Almost 3000 kilometres to the south, the regional New South Wales town of Jindabyne is almost as far from Karumba as you can get, but the problems are all too familiar.
Dr Vicki Mattiazzo is a local GP who also works for the Royal Flying Doctor Service, and has seen firsthand the impact a lack of healthcare options is having on the rural communities she visits.
‘I love rural medicine, it’s my joy.
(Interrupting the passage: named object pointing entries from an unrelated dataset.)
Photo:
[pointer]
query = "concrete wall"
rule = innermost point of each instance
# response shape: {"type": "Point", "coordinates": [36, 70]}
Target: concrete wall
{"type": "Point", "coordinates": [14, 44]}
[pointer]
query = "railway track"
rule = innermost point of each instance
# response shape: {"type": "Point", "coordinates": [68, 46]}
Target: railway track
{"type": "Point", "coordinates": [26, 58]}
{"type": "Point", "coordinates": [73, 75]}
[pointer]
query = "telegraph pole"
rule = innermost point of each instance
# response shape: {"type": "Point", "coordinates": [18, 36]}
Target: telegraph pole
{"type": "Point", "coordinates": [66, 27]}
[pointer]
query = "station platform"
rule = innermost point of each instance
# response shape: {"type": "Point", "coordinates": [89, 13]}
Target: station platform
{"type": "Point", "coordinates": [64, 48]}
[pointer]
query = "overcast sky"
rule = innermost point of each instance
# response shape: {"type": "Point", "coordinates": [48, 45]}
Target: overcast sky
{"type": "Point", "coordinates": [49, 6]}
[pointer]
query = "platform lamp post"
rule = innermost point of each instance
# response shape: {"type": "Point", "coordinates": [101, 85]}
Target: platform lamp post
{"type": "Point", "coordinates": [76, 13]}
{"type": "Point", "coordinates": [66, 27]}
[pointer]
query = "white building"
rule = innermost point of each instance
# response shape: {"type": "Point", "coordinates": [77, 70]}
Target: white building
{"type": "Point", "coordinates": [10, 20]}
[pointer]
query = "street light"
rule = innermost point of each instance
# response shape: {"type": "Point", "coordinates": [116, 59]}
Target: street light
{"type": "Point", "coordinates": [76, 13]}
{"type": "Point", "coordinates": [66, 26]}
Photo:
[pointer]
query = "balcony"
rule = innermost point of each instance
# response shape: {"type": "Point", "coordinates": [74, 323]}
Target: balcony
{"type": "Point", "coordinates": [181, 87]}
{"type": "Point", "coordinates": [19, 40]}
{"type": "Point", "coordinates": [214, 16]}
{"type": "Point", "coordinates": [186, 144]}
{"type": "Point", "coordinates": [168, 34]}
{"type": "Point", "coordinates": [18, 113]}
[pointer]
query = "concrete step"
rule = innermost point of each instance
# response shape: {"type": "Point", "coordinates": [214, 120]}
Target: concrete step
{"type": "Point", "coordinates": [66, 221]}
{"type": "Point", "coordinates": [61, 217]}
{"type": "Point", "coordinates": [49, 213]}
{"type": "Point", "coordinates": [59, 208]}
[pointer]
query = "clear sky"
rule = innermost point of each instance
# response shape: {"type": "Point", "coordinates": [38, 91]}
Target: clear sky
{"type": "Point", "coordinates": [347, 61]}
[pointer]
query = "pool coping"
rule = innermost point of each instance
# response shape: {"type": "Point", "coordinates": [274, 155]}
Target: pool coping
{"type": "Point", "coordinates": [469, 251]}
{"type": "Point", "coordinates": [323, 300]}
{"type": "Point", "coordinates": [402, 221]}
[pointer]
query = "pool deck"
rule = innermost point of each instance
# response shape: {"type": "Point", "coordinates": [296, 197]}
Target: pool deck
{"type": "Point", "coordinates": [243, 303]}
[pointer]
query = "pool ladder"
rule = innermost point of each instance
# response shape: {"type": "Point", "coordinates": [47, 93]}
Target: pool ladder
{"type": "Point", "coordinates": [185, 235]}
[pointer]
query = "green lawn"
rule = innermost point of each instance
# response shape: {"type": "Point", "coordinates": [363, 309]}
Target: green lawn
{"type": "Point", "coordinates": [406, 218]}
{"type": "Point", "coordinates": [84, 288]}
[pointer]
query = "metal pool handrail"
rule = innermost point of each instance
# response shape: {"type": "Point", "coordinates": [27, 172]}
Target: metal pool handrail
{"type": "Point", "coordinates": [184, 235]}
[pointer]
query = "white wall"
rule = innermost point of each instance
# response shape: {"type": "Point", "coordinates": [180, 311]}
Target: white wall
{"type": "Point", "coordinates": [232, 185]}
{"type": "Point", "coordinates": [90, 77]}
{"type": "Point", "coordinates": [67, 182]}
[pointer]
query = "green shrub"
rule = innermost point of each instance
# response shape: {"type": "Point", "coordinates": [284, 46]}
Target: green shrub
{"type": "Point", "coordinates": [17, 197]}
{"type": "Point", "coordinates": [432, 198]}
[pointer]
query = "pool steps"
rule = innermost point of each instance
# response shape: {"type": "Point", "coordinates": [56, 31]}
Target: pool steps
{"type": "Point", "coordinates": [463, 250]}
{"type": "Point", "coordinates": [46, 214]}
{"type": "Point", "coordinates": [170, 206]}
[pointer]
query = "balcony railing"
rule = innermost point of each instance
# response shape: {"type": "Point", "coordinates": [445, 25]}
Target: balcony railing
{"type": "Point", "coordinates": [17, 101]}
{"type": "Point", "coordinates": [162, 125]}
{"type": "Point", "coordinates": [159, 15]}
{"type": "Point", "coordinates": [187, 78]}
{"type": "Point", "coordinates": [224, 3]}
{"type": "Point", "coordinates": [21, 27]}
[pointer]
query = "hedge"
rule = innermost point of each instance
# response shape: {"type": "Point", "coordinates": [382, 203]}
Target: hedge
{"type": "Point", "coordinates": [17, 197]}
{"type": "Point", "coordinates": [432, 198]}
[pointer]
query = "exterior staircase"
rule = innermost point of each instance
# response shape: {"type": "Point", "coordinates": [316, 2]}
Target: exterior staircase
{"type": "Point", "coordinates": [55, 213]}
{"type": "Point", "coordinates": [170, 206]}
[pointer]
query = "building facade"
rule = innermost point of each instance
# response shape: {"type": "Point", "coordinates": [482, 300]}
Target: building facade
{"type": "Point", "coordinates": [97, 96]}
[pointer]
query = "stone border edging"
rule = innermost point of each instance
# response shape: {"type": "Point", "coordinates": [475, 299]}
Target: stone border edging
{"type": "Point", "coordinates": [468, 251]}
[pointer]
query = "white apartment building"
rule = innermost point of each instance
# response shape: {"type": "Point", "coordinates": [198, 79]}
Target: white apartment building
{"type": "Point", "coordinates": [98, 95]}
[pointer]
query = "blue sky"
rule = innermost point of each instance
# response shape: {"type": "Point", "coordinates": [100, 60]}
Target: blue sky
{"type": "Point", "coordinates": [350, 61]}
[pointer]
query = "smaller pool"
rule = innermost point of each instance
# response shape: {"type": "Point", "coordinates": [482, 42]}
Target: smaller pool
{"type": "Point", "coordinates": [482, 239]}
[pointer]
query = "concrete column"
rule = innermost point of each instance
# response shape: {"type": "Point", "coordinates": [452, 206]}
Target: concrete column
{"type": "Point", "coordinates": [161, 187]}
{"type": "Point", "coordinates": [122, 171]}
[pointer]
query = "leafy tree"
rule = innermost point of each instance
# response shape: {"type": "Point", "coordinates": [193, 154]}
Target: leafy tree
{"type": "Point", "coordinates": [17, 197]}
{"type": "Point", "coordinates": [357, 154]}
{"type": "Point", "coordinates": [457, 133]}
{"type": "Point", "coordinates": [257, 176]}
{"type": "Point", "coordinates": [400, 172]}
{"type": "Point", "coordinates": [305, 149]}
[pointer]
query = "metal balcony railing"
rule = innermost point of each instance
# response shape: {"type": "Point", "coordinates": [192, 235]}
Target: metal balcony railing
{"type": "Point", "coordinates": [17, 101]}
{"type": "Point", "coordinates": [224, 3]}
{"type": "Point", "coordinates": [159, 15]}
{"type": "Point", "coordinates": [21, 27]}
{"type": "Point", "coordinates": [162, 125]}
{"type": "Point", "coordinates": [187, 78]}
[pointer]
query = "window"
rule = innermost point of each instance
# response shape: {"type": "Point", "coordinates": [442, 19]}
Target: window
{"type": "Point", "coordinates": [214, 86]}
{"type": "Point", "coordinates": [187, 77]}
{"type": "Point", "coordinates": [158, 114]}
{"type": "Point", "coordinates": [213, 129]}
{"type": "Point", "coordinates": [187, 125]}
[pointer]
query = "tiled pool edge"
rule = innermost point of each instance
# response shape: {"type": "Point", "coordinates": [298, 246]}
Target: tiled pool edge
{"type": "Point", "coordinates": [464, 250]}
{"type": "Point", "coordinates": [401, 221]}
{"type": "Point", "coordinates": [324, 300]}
I love the relationships, I love the stories, I love knowing my patients, but I definitely see in practice the things the data is articulating,’ she told newsGP.
‘A lot of people are put off and a lot of people will say, “oh, I’m not even going to bother making an appointment because it’s six weeks away”, and they’re angry about that and so they put off healthcare.
‘It’s frustrating as a doctor because you’re not providing the best healthcare that you can.’
Associate Professor Clements said there is still a lack of the funding systems required to support remote and rural healthcare.
‘Our engagements with the state politicians tend to lead us to discussions where they blame the Federal Government and say, “well it’s a Federal problem to fix”, but in reality, it’s everybody’s problem,’ he said.
‘The reason why we haven’t fixed it yet is because it’s complex, because it does actually require state and federal governments to co-fund and work together.
‘We need to do better.’
That lack of funding comes despite the recently released Nous Report quantifying the rural health deficit at $6.55 billion annually, which equates to around $850 per person, per year.
It revealed the total burden has also risen to 244 disability-adjusted life years per 1000 population in remote and very remote areas.
While Dr Mattiazzo says there is no simple or easy solution to Australia’s rural healthcare crisis, an injection of resources and staff is desperately needed to keep everyone healthy, no matter their address.
‘We shouldn’t be having to tell people with non-acute illnesses to go to the hospital,’ she said.
‘That’s not an appropriate use of hospital services – but for people in a lot of places in rural Australia, that is their only option.
‘We need to be training more rural kids to take on roles in healthcare in their own communities.
‘I really strongly believe that in the future, it is all about increasing pathways for rural kids to have great access to have careers in rural health.’
Associate Professor Clements agrees, saying bold action is needed if anything is to change in some of Australia’s most remote communities.
‘We need to be brave with our funding models where each community has the option to do it, use the different funding sources, to do what’s best for them and what’s appropriate,’ he said.
‘We need a bit of bravery amongst the bureaucrats to try these different systems and at the moment, we don’t have a lot of that.’